CA1 and CA3 place cells respond differently to manipulations of environmental cues (Guzowski et al., 2004; Lee et al., 2004a, b; Vazdarjanova and Guzowski, 2004; Leutgeb et al., 2005). It is difficult to envision how these different response properties might arise if they represent sequential steps of spatial processing. Moreover, mice and rats can perform spatial tasks and CA1 pyramidal cells form place fields even when input from CA3 is disrupted (Mizumori et al., 1989; Brun et al., 2002; Nakashiba et al., 2008). This evidence suggests that spatial information arrives in CA1 via routes other than from CA3. A logical alternative source of input would be EC3. In addition, Chevaleyre and Siegelbaum (2010) have demonstrated that CA2 drives a strong but relatively uncharacterized pathway by which input from EC3 may reach CA1.
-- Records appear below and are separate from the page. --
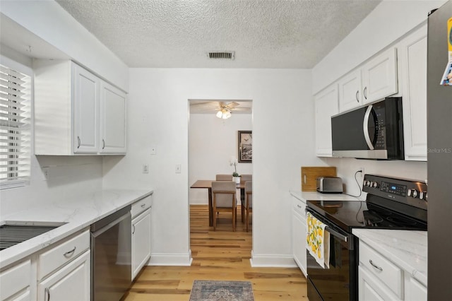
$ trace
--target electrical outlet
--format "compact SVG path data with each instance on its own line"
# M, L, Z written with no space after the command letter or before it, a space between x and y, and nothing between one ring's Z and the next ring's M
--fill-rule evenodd
M46 179L49 179L49 173L50 172L50 167L46 166L42 167L42 173L44 174L44 177Z

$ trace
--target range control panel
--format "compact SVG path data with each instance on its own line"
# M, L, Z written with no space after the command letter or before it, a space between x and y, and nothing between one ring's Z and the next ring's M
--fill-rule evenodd
M427 184L422 182L364 175L362 191L385 199L427 208Z

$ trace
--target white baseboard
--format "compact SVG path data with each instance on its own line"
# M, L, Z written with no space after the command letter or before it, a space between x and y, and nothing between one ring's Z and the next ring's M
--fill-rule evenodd
M186 254L150 254L148 266L191 266L193 259L191 250Z
M273 267L273 268L296 268L298 267L294 257L290 255L256 254L251 251L251 258L249 259L254 268Z

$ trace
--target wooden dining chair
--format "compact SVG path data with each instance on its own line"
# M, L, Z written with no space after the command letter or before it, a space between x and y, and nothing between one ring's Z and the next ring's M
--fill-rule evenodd
M217 175L215 181L232 181L232 175Z
M253 181L245 182L245 210L246 211L246 232L248 232L249 213L253 213Z
M232 181L213 181L212 182L213 212L231 212L232 213L232 231L235 231L237 219L237 185ZM217 228L216 214L213 215L213 230Z

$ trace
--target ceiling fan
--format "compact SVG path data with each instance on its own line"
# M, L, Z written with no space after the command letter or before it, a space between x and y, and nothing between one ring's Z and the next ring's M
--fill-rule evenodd
M239 107L240 103L237 102L203 101L191 103L191 113L215 113L218 118L227 119L232 116L232 112L241 111L244 113L251 113L251 107Z

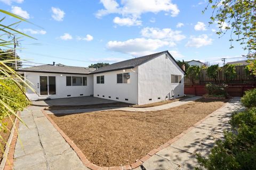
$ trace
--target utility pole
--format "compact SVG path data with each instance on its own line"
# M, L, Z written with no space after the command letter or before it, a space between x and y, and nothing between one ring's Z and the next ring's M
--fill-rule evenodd
M223 66L225 66L225 65L226 58L222 58L221 61L223 61Z
M14 52L15 56L15 69L17 70L18 69L17 67L17 57L16 56L16 40L15 39L15 35L13 36L13 45L14 45L13 48L13 52Z

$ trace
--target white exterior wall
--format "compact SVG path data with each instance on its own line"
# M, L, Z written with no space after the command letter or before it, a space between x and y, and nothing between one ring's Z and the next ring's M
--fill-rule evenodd
M138 70L134 68L125 70L125 71L121 70L93 74L94 96L130 103L137 103ZM130 73L130 83L117 84L117 74L125 72ZM97 83L97 76L104 76L104 84ZM103 97L103 95L105 97ZM109 96L111 96L111 98L109 98ZM119 98L119 99L116 99L116 98ZM128 101L126 101L125 99L128 99Z
M199 62L196 61L191 61L190 62L188 62L188 64L189 64L189 66L198 66L199 67L201 67L203 66L204 64L201 62Z
M62 76L61 76L61 75ZM81 94L83 96L89 96L93 94L93 76L91 75L75 75L66 74L52 74L44 72L25 72L25 79L32 84L30 86L35 90L37 94L28 89L27 95L31 100L44 99L46 98L58 99L78 97ZM56 94L49 95L39 95L40 83L39 76L55 76L56 77ZM66 76L87 77L87 86L67 86ZM37 84L38 83L38 86ZM67 95L71 95L68 97Z
M174 98L184 95L184 74L169 55L166 59L164 54L139 66L138 72L138 104L171 99L172 90ZM172 74L181 75L181 83L171 83Z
In this model, CA1 activity represents information directly transmitted from EC3 as well as more processed information from the trisynaptic pathway. Previous analyses of CA1 pyramidal cell spiking have concluded that position can be more precisely decoded from spikes fired during the descending half of the theta cycle (Huxter et al., 2008), or at the place field exit (Skaggs et al., 1996), whereas heading is better decoded from the ascending half of the theta cycle (Huxter et al., 2008). These conclusions could reflect different sources of information driving CA1 spiking at different theta phases.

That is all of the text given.